The Physiologia is a general, critical presentation of contemporary physiology. No particular discoveries are associated with Berger’s name. The last of the four editions of the Physiologia was edited after Berger’s death in 1737 by Cregut, who added a long introduction. “De Anthropologia,” in which the then important literature of anatomy and physiology is discussed.
In addition to a short treatise concerning the large arterial branches, accompanied by a good chart (1698), Berger wrote about fifty treatises. One dealing with the springs at Karlsbad has been reprinted several times. An attack against Stahl’s animism was published in 1702.
Berger was very well read, very critical, and an opponent of all obscurity; he fought against the weak points of the Galenists and Paracelsians, as well as against the students of Stahl.
I. Original Works. Berger’s thesis is De circulatione lymphae et catarrhis (Jena, 1682); his main work, Physiolagia medica sive De natura humana liber bipartitus (Wittenberg, 1701; Frankfurt, 1737), Albertus Haller, Bibliotheca anatomica, I (1774), 720–721, lists several physiological treatises: De chylo (1686); De corde (1688); De ovo et pullo (1689); De polypo (1689); De homine (1691); De succi intrinseci per nervos transitu (1695); De respiratione (1697) De odoratu (1698): De somno (1706): De nutritione (1708); De vita longa (1708); and De secretione (1712). Additional clinical treatises are listed in Haller’s Bibliography of Practical Medicine, I (1779), 641–643. Additional works are Dissertatio de natura morborum medico (Wittenberg, 1702), a polemic against Stahl; and De thermis carolinis commentatio qua omnium orgia fontium origo fontium calidorum itemque acidorum ex pyritide ostenditur (Leipzig-Wittenberg, 1709), also published in German.

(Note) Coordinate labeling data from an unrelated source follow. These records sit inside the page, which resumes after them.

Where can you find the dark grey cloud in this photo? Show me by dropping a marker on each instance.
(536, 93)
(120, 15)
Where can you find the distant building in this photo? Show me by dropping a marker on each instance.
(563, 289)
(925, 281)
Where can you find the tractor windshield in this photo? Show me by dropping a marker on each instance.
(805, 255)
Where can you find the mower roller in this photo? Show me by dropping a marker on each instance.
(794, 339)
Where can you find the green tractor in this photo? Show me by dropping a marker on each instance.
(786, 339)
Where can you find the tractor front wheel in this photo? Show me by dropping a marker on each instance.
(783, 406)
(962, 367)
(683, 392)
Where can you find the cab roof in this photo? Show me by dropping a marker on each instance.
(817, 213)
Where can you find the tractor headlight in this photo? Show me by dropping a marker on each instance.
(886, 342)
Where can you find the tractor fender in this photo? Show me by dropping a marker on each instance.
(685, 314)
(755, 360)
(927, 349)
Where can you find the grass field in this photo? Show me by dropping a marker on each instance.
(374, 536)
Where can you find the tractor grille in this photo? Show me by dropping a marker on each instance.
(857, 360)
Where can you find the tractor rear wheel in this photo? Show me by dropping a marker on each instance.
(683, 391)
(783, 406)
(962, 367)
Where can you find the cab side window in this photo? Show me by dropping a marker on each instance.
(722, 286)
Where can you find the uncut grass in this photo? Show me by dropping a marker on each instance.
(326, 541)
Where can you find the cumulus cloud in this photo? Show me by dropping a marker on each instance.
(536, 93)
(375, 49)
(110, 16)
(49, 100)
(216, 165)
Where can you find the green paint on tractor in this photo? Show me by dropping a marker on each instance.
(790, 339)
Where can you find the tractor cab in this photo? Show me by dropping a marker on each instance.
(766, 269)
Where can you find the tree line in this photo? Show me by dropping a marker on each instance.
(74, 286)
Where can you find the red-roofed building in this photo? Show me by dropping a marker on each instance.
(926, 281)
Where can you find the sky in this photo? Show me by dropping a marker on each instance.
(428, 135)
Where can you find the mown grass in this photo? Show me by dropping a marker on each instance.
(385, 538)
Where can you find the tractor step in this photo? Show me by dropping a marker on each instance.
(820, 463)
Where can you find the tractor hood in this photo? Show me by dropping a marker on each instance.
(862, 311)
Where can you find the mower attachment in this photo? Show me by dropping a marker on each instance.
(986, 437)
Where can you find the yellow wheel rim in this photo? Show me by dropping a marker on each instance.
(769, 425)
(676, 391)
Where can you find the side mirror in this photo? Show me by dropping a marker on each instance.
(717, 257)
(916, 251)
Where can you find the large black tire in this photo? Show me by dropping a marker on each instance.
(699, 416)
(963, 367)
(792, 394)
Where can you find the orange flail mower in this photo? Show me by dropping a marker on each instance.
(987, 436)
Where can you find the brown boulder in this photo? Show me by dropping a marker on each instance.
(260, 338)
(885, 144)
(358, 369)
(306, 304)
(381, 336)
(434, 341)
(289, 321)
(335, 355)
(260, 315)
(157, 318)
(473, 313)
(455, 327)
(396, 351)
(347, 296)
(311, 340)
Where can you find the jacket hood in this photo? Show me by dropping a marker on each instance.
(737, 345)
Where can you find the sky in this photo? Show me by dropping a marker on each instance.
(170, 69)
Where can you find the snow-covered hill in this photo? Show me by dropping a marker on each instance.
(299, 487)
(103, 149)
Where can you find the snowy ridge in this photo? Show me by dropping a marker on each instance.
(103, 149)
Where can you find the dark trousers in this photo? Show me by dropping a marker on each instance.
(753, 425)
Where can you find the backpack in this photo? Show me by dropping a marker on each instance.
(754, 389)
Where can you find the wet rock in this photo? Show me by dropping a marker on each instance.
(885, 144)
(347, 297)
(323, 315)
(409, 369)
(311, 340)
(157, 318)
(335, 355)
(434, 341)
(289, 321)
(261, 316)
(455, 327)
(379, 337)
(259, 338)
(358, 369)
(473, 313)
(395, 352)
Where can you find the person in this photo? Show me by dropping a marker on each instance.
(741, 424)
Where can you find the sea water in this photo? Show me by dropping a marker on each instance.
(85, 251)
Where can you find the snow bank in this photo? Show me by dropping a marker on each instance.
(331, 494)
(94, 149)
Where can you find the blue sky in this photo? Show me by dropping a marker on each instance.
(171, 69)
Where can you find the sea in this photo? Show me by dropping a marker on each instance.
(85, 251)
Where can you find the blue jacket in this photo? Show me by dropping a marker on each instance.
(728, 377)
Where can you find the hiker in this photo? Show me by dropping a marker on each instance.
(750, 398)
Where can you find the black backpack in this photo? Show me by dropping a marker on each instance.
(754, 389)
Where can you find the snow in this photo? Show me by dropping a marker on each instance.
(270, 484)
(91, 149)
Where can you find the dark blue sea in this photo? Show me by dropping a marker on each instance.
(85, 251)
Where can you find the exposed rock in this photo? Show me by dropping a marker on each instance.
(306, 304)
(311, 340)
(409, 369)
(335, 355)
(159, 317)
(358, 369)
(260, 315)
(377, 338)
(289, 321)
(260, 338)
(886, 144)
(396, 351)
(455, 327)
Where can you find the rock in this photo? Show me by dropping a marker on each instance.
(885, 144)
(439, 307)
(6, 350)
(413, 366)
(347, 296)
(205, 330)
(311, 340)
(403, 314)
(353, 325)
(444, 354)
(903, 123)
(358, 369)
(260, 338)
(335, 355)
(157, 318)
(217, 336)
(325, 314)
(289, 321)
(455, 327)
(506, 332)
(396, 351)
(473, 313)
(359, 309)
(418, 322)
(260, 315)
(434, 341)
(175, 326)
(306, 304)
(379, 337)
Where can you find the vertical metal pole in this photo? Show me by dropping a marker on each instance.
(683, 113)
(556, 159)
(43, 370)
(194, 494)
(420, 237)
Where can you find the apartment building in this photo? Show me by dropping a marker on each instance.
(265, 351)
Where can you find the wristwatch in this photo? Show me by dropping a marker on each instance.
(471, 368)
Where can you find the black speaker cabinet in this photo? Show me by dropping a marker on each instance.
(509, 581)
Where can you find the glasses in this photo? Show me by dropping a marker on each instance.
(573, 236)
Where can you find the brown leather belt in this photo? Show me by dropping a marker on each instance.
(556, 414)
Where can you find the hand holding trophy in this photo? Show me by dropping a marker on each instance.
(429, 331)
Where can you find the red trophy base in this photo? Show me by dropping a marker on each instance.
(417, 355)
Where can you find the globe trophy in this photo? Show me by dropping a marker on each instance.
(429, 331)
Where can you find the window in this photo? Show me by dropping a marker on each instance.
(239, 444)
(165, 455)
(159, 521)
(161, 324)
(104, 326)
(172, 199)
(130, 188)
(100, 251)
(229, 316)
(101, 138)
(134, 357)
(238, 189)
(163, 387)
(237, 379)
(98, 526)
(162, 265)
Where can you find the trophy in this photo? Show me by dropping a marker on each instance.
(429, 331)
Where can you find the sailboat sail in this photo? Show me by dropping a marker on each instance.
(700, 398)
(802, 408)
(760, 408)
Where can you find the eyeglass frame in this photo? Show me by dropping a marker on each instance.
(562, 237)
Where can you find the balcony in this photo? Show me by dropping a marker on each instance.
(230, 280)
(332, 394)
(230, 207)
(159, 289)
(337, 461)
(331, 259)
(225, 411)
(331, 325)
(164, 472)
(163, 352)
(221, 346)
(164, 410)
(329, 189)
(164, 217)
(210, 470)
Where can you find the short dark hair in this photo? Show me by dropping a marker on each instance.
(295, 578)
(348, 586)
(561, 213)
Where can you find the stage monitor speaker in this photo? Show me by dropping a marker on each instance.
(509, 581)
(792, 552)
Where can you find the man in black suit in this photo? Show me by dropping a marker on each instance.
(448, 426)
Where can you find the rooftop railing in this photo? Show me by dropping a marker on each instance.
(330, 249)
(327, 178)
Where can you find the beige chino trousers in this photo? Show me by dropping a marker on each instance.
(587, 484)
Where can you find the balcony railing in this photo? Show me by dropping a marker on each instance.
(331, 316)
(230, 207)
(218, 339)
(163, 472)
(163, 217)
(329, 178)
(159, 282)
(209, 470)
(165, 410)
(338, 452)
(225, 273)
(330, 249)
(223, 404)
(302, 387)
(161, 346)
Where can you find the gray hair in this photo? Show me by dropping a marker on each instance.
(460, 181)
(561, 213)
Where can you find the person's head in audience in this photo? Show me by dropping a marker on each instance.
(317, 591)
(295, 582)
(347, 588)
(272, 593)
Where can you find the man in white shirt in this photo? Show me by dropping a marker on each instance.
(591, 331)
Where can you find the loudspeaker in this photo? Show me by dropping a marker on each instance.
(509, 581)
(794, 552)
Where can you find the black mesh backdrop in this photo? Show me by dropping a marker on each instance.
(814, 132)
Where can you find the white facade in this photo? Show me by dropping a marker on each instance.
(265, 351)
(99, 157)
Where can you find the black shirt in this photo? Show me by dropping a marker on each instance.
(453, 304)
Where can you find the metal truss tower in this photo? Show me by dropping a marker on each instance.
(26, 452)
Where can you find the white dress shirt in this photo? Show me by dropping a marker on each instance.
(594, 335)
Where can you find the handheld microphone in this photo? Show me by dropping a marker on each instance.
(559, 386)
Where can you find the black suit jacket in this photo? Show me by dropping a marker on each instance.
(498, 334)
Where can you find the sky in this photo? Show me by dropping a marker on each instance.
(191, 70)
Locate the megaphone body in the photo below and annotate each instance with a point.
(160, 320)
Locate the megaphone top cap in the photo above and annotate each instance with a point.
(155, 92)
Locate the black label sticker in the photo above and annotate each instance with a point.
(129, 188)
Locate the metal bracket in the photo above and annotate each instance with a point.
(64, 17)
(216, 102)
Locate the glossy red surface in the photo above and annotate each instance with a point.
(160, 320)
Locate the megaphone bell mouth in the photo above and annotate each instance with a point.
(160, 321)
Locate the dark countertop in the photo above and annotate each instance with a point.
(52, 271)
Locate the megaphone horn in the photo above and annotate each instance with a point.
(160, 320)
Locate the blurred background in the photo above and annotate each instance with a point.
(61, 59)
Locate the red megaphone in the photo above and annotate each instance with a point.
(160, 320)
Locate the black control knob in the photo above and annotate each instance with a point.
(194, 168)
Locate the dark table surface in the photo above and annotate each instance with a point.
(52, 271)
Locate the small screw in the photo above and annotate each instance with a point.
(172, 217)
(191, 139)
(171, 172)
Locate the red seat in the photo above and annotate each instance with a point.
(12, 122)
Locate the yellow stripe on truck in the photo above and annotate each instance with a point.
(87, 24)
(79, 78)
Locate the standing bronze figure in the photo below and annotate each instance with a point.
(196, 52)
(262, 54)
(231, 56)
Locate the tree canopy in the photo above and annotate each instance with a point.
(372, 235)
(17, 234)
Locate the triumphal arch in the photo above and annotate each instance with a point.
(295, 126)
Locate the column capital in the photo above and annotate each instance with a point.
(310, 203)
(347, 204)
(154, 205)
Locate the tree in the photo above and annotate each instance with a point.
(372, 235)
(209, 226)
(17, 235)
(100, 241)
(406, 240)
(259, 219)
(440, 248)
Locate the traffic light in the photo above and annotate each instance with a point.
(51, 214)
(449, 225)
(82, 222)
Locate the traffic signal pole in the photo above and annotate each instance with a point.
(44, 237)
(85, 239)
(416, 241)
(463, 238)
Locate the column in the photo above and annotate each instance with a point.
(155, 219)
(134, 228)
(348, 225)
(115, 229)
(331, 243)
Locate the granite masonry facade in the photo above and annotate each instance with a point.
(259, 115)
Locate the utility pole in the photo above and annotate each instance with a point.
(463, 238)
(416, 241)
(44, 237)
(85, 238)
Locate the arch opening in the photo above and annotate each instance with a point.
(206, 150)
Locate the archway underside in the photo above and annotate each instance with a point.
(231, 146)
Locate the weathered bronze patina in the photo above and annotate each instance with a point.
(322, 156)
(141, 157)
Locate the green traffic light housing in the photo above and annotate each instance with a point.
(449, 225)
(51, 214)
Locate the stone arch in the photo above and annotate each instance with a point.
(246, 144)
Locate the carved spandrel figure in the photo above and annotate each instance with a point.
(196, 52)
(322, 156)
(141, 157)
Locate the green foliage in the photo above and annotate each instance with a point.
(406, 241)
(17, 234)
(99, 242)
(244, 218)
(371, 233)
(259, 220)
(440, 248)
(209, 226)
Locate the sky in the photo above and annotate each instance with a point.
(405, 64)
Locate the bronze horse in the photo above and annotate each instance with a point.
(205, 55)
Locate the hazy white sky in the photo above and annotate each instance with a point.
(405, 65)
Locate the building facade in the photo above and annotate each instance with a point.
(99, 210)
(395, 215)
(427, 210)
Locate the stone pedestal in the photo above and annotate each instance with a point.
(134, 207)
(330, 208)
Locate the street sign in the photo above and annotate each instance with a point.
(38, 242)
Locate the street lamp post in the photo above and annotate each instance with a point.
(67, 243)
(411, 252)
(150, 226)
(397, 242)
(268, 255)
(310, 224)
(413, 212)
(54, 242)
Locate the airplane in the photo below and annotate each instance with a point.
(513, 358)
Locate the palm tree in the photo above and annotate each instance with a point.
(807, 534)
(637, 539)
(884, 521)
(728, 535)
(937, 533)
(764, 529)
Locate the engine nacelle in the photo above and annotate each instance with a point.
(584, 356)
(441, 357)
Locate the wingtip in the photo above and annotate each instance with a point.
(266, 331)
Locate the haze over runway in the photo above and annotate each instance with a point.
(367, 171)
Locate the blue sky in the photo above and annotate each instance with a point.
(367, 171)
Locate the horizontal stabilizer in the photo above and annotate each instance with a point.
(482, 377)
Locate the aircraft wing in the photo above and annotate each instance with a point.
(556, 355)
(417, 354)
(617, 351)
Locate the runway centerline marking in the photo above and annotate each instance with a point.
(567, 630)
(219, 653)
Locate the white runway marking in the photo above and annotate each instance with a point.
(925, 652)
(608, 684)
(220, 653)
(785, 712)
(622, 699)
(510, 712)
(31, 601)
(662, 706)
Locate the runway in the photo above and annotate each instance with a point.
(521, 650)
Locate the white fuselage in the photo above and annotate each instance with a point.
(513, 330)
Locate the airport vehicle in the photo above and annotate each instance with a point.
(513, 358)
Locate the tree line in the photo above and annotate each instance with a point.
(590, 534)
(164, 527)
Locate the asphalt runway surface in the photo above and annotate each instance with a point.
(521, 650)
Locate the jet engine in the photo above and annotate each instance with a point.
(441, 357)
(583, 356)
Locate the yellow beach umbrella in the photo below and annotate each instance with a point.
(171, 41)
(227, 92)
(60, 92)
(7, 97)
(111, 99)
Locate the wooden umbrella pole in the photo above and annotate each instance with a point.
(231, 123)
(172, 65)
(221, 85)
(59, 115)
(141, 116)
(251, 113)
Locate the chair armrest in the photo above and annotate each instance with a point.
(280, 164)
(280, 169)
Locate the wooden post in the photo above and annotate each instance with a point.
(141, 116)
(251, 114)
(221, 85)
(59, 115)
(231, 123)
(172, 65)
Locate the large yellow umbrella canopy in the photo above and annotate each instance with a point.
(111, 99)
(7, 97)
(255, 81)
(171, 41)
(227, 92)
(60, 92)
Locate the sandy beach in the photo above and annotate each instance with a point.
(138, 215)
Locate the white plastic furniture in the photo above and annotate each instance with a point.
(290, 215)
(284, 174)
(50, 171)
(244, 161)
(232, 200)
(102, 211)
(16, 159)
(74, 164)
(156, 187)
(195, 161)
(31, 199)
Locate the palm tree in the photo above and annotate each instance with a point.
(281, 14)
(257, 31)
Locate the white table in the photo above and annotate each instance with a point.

II. Secondary Literature. Of especial value is E. A. Underwood, “Johann Gottfried von Berger (1659–1736) of Wittenberg and His Text-book of Physiology (1701),” in his Science, Medicine and History, II (Oxford, 1953), 141–172, which includes the locations of the Physiologia medica but no general bibliography. Biographical information can also be found in Allgemeine deutsche Biographie, II (1875), 375; Bayle and Thillaye, Biographie medicale, II (Paris, 1855), 94; Biographie universelle ancienneet moderne, IV (Paris, 1843), 15; Biographisches Lexikon der hervorragenden Ärzte, 2nd ed., I (Berlin-Vienna, 1929), 475; and J.C. Poggendorff, Biographisch-literarisches Hand-wörterbuch, I (1863), 148.